Bij besluit van 13 april 2010 heeft verweerder beslist op het verzoek van Rato om op grond van de Mediawet handhavend op te treden tegen enkele met name genoemde radiostations.
Het hiertegen door Rato gemaakte bezwaar heeft verweerder bij besluit van 28 september 2010 (het bestreden besluit) gegrond verklaard ten aanzien van het digitale kabelbereik van de programma’s van NDC Radio en voor het overige ongegrond verklaard.
Rato heeft tegen dit besluit beroep ingesteld.
[naam A] Holding B.V. is in de gelegenheid gesteld om op de voet van artikel 8:26 van de Algemene wet bestuursrecht (Awb) als derde-partij aan het geding deel te nemen.

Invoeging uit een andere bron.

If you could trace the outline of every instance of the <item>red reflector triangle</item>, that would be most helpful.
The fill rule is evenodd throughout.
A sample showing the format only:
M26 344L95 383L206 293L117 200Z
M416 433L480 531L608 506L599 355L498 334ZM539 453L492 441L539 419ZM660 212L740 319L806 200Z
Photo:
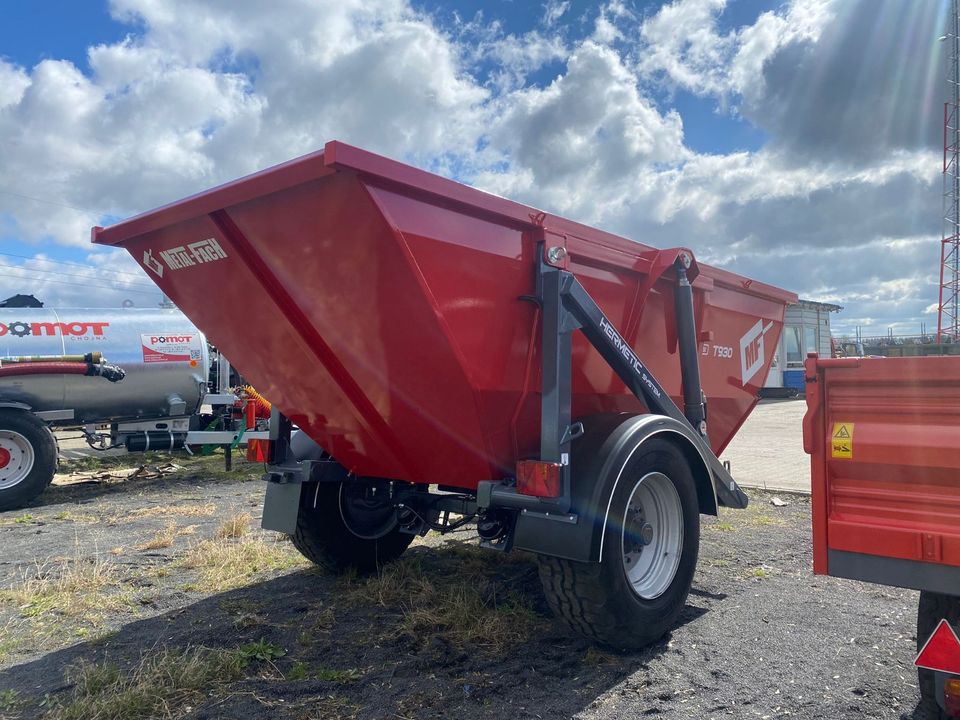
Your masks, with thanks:
M960 639L950 627L950 623L946 620L940 621L913 664L927 670L960 675Z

Het onderzoek ter zitting heeft plaatsgevonden op 9 december 2011 en de zaak is gevoegd behandeld met de zaak bij de rechtbank geregistreerd onder nummer AWB 11/1267. Eiser is verschenen, bijgestaan door zijn gemachtigde. Verweerder heeft zich laten vertegenwoordigen door zijn gemachtigden. NDC heeft zich laten vertegenwoordigen door haar gemachtigde. Verder is verschenen [naam] Holding B.V., vertegenwoordigd door [naam A]. Tot slot is verschenen eiseres in de zaak AWB 11/1267, Young City Media B.V. (YCM), vertegenwoordigd door [naam B] en [naam C].
1. Aangezien [naam A] ter zitting heeft verklaard dat de vennootschap [naam A] Holding B.V. haar aandeel in NDC inmiddels heeft verkocht en daarom niet langer een belang heeft bij de uitkomst van de onderhavige procedure, merkt de rechtbank haar niet langer op de voet van artikel 8:26 als derde-partij aan.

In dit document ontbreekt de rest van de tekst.